The hospital claimed that wearing a skirt would slow Mrs. Goldfarb’s ability to reach patients as
quickly as if she were wearing trousers, and that the nature of the garment would expose her to
additional risks when responding to emergencies. Yet, Mr. Aron said, the hospital never presented
any evidence of its claims or conducted any sort of test to prove them.
Mrs. Goldfarb was hired in 2015 by New York Presbyterian to work as part of its paramedic corps.
After noticing a clause in the employee manual forbidding the wearing of skirts on the job, she
approached Michael Koppel, the hospital’s director of paramedic services, and raised the issue of the
conflict she had with the regulation. She made it clear that she would not wear anything that would
“limit her mobility, hinder her performance, or pose a safety risk to anyone, including herself,” says
the complaint.
The filing also notes that Mrs. Goldfarb had worked for two ambulance companies in her hometown
of Cleveland while wearing a skirt, “without incident.”
Mr. Koppel told her that the hospital was not at liberty to make an exception to its dress code, but
referred her to a representative of the FDNY, which sets the standards for paramedics employed by
the hospital. The FDNY also said that Mrs. Goldfarb would have to conform to the standard dress
code if she wanted to work as a paramedic.
At an orientation event, Mr. Koppel approached Mrs. Goldfarb and asked her whether she was
willing to conform to the dress requirement, and when she responded that she was not able to
compromise on her religious beliefs, she was promptly terminated, according to the complaint.

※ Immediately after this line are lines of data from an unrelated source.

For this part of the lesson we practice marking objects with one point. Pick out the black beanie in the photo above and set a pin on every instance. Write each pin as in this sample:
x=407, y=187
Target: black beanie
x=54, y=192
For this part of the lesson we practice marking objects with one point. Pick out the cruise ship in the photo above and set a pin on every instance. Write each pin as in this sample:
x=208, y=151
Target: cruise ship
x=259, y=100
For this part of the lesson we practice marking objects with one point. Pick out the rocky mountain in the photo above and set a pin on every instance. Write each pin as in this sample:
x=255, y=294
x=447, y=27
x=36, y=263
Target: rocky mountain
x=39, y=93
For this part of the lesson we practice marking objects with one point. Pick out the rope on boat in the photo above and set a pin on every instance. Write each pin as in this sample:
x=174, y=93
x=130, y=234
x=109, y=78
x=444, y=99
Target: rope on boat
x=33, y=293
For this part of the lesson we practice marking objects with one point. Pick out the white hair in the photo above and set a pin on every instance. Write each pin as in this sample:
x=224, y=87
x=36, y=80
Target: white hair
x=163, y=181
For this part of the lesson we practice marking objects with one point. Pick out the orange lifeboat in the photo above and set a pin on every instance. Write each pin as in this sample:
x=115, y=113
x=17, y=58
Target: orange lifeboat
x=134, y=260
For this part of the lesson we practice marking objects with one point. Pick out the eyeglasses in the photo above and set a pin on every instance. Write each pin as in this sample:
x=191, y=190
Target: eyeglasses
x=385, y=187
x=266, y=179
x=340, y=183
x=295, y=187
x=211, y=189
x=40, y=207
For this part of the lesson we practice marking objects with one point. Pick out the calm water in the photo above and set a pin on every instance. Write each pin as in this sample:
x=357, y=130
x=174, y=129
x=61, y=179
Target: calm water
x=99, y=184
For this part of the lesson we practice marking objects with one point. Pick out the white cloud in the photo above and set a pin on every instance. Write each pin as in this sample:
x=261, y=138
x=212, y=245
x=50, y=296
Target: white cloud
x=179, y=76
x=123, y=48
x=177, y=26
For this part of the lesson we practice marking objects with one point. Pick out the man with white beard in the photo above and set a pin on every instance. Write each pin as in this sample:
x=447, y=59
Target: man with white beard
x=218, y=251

“There is no debate as to what the facts are here,” said Mr. Aron. “They made no attempt at
accommodation, that’s what is so concerning.”
According to Title VII of the Civil Rights Act, employers are required to make “reasonable
accommodation” for the religious needs of employees as long as it does not cause “undue burden.”
Mrs. Goldfarb filed a complaint with the Equal Employment Opportunity Commission, who
reviewed her claim and informed her that she had the right to sue. The suit was filed with Kings
County Supreme Court last week.
Mrs. Goldfarb has since found another paramedic job, with an employer who agreed to allow her to
wear a skirt while working.
This article appeared in print on page 37 of the May 30th, 2017 edition of Hamodia.